The reasons why are varied. One big one is helping technology partners become successful companies. That's a big reason for Great American's investment in Synchrony, which produces a sophisticated electronic customer relationship management software system.
The other big reason is synergy: The start-up is engaged in a related business. That fits Scripps' investments in eTang.com, a Chinese portal, and garden.com, a garden supply site that fits nicely with Scripps' HGTV network.
But there's always the money motive. Spokesman Tim Stautberg said Scripps's venture investments aren't limited to media companies, because doing so would limit the number of investment opportunities it sees. Investing has provided us a front row seat in the unfolding media landscape, he said.
Since the first Tuesday of the month is the day after Labor Day, the next First Tuesday meeting will take place on the second Tuesday of September.
First Tuesday is an international networking organization designed to help high-tech start-ups find the money and services they need to grow. Its first local meeting/happy hour Aug. 1 was a smash, with many wannabes turned away.
The next Cincinnati meeting is scheduled for 6 p.m. Sept. 12 at Jillian's in Covington. Sponsors this month are Frost & Jacobs, Bowne & Co. and Hewlett-Packard.
Entrepreneurs and service providers need invitations to get in and can register online.

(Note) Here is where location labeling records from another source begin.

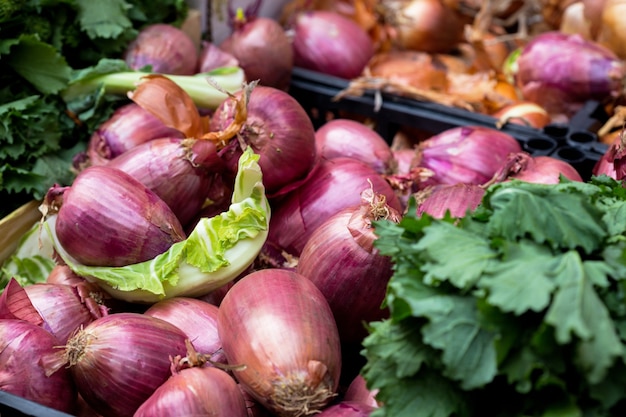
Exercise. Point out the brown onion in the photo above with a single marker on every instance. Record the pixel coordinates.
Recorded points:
(468, 154)
(349, 138)
(108, 218)
(196, 392)
(330, 43)
(119, 360)
(332, 186)
(197, 318)
(341, 260)
(263, 50)
(425, 25)
(25, 348)
(279, 326)
(128, 126)
(164, 47)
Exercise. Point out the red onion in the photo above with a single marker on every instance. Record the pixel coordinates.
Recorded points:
(453, 199)
(213, 57)
(64, 309)
(560, 72)
(349, 138)
(119, 360)
(25, 350)
(196, 392)
(279, 326)
(469, 154)
(179, 171)
(129, 126)
(359, 392)
(330, 43)
(348, 409)
(108, 218)
(197, 318)
(332, 186)
(166, 48)
(278, 129)
(263, 50)
(341, 260)
(612, 162)
(539, 169)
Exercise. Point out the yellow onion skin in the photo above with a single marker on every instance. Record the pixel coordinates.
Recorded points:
(24, 347)
(166, 48)
(128, 126)
(196, 392)
(119, 360)
(340, 259)
(108, 218)
(467, 154)
(278, 324)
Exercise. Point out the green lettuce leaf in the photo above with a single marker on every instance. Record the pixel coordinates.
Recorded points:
(215, 252)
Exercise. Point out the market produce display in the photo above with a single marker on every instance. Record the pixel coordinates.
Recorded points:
(210, 242)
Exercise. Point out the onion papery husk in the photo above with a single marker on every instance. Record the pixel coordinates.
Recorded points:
(263, 49)
(119, 360)
(26, 351)
(195, 317)
(179, 171)
(560, 72)
(279, 327)
(217, 250)
(333, 185)
(278, 128)
(468, 155)
(340, 259)
(167, 49)
(128, 126)
(538, 169)
(109, 218)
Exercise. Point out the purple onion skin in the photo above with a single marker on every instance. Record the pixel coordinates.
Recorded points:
(561, 71)
(279, 130)
(179, 171)
(129, 126)
(131, 353)
(22, 347)
(263, 50)
(196, 392)
(348, 409)
(455, 199)
(349, 138)
(108, 218)
(333, 185)
(213, 57)
(197, 318)
(348, 271)
(469, 154)
(62, 307)
(166, 48)
(330, 43)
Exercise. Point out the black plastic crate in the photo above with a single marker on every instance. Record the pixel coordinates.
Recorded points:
(575, 143)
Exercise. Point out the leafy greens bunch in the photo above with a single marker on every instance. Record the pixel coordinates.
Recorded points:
(43, 43)
(517, 309)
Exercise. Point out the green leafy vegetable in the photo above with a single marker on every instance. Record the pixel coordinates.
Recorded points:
(522, 300)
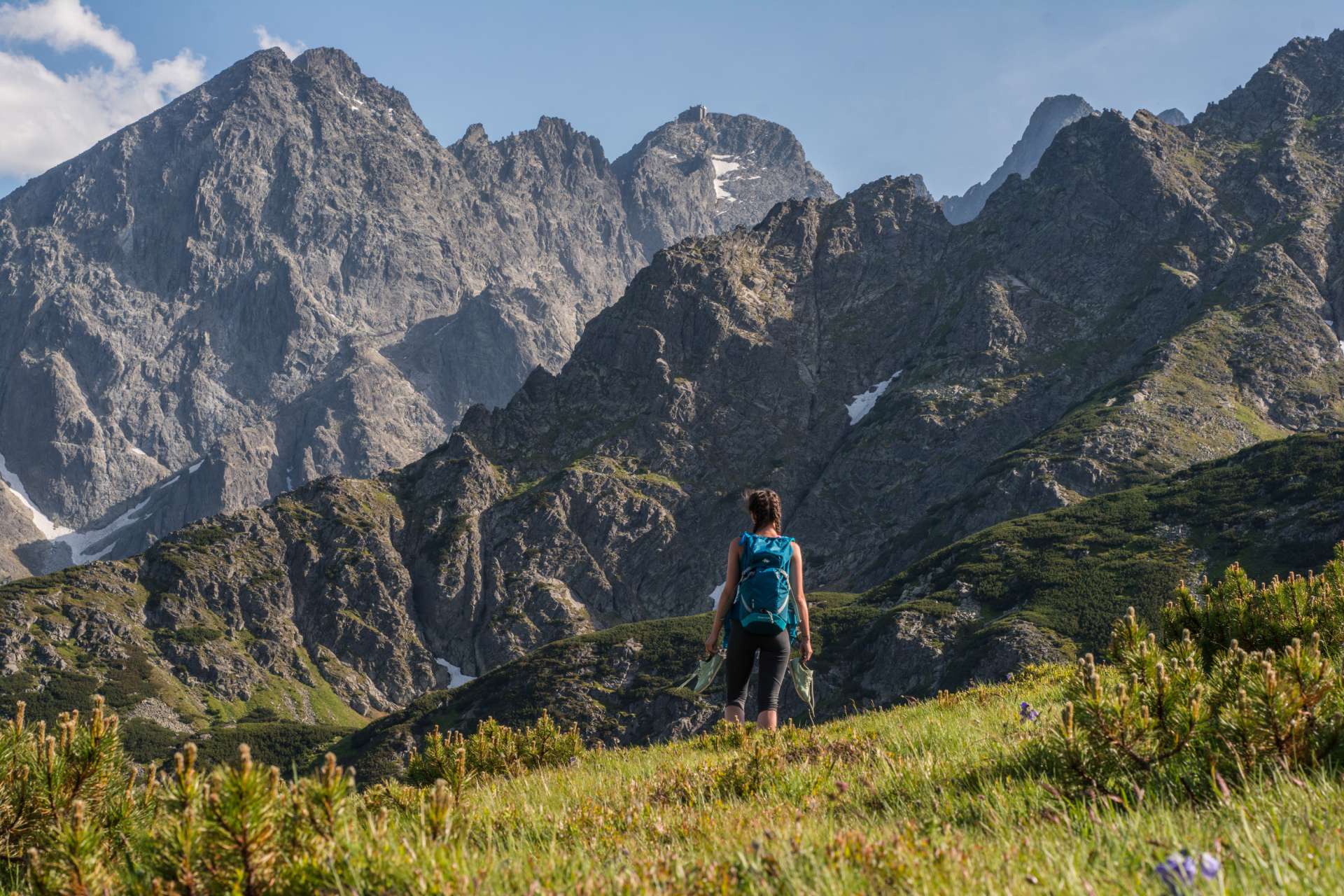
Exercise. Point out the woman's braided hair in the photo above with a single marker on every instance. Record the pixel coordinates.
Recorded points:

Go to http://www.firsttuesday.com and head for the Cincinnati section. Venture capitalists should also get an invitation, but at last month's meeting, several showed up uninvited and were welcomed in.
News like this can only be good for Cincinnati's high-tech community: Online pharmacy PlanetRx.com announced last week it's moving its headquarters from San Francisco to Memphis, Tenn. Like many Internet companies, Planet Rx's expenses far exceed its revenues. The company said the move will allow it to cut its burn rate (how fast it uses cash) in half. With lower costs for rent, communications, travel and labor, its expenses will fall to $6.5 million in the third quarter from $13 million in the first quarter.
I see that as a strong signal that there is opportunity for this community, said George Molinsky of Main Street Ventures.